With an emergency, the objective is not to fly the quickest pattern possible, it's to be back safely on the ground as soon as possible, with the greatest probability of success. If you save 10 seconds by doing something that substantially increases the risk of wrecking the aircraft because you flew it into something, that's probably a poor tradeoff.
In the pure "minimum time possible" scenario, you want to minimize distance flown & maximize speed (up until the point you're slowing down to land), which means things like steep angles of bank, minimum time spent climbing, rolling out of your final turn right over the numbers, and so forth. So you fly the pattern at full throttle at a really low altitude, with a continuous turn to final at a high angle of bank, chopping power and descending so that you simultaneously roll out of the turn and reach your target landing airspeed all right over the numbers at minimal altitude, with no left/right offset.

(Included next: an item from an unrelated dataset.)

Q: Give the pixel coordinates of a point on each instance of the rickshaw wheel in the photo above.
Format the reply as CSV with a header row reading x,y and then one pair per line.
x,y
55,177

Cool airshow trick if it works, but an awful lot of opportunities for things to get off the desired parameters, at which point your choice is to go around & try again (false economy in time "saved" with the aggressive pattern there) or else to try to salvage a bad setup, which - especially with the added stress of the initial emergency - is a recipe for destroying the airplane yourself and achieving the worst possible outcome from the emergency situation... which might well have been survivable with a more controlled, less aggressive flightpath.
Unless it's something you're highly proficient in, (i.e. you regularly practice exactly this for your airshow routine), the absolute minimum-time pattern described above is not what reasonable pilots would choose, even with a cabin filling with smoke and screaming. They probably wouldn't fly a leisurely, wide pattern like initial training, but avoiding things like stalling, flying into the ground in a moment of distraction, or being so high on final you land long & overrun the pavement are all higher priorities than saving those last few seconds.
If the situation really is so dire that you absolutely must land right now, then (in a light aircraft, at least) perhaps it's time to consider landing straight ahead on a road or a field or a body of water, rather than returning to the departure runway. Scenarios requiring that much urgency, though, are more the stuff of imagination than of common occurrence.